It was Faheem’s fourth day in the house. He had come from New Delhi to spend some time with his aunt. After spending a week in Lucknow with his maternal grandmother now he was in this small village situated in the eastern part of Uttar Pradesh. Initially his plan was to stay for two days and then return to New Delhi but on his aunt’s insistence he extended his stay to five days.

In Lucknow he had an extremely comfortable stay. With all the men of the family settled abroad, his grandmother’s house had every possible facility in place and, more importantly, operational. He was treated royally during his week-long stay and not even for a minute did he find the arrangements lacking. On his way to his aunt’s place he had a fairly idealized image of the Indian village: green, open, fresh, and calm. It was his first visit to a village and he was fairly excited about the whole trip. But within the first few minutes of arrival he had started doubting his decision. Compared to Lucknow the place lacked in all the essentials. There were ceiling fans and a desert cooler but they were good for nothing because there was no power. The power supply hours were such that the ceiling fan could not be switched on. The roof would be extremely hot and, if switched on, it would only worsen the in-house temperature. The desert cooler’s water pump could not operate because of low voltage. However, he did not have any other option but to spend the planned span, one characterised by days that refused to pass and nights that appeared darker and unending.

“Where are you? What are you thinking? Something wrong?” Faheem’s aunt did not bother to go one by one.
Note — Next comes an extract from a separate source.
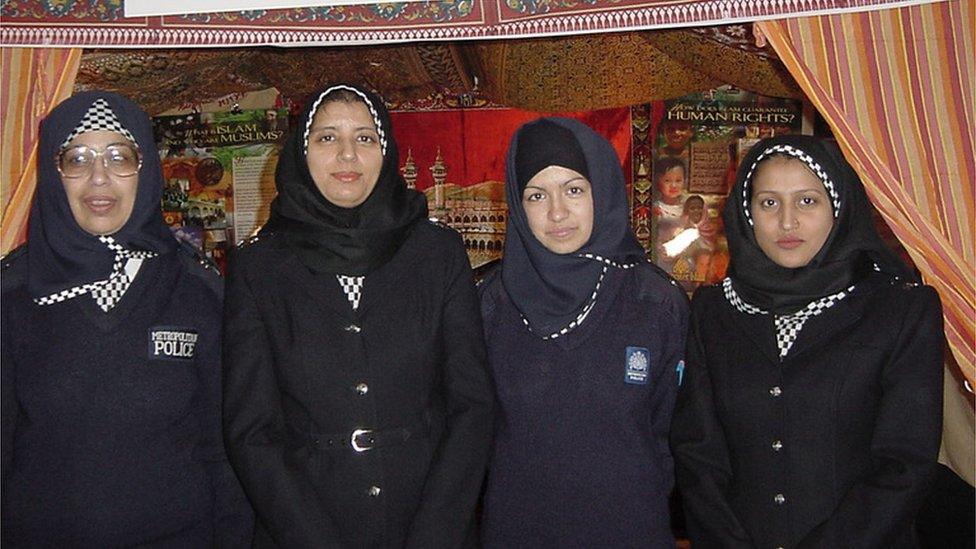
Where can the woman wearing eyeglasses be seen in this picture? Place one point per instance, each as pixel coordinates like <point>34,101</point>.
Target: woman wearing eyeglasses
<point>110,356</point>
Faheem was lost pondering over a lot of things. Even after resuming the sense of space and time he remained lost for a while. He looked at his aunt. She seemed annoyed. He knew that he missed out on a lot of things. He tried hard to recollect but it was of no use.

“I am ok. I am sorry. I have this habit of occasionally getting lost into my own world. Naturally, by the time I am back, bits of the world have moved on and bits are waiting. It is embarrassing. My apologies. Did you ask me something?” Faheem’s words still lacked coherence.

“Are you in our world at the moment?”

“Please. You are embarrassing me.”

“Good to ascertain the basics. Anyways, would you want to eat something?”

“No. I guess I will wait for another hour and a half or so. This weather doesn’t permit two meals in two hours.”

“I hope you are not being considerate. Everything is ready. It won’t take more than five minutes.” Before finishing she had got down from the bed.

“No. I swear I don’t feel like eating right now. I am not hungry at all. In any case this weather alerts us every time we think of feeding ourselves.”

“I understand it is hot but you cannot stop eating because of that. It has been more than twelve hours since you ate.” She was now searching for slippers which had got underneath the bed. “And be mindful of swearing. It is not appropriate to swear for every second thing.” She had found the other slipper.

“I seriously need to check this habit of mine. I am working on it.” Faheem tried to sound convincing. By now his aunt was standing in the kitchen washing the utensils. He dragged a chair close to the cot and said, “Honestly I am not inclined to eat. Please be at ease. I will have lunch in about an hour maybe.”

“Something to drink maybe. Lemonade?” She was sorting the washed utensils.

“Not required aunt. You please sit and relax.” Faheem was now seated on the chair.

“Recommend something else if you intend to well wish. Throughout the day I am relaxing only.” The woman in her spoke at last.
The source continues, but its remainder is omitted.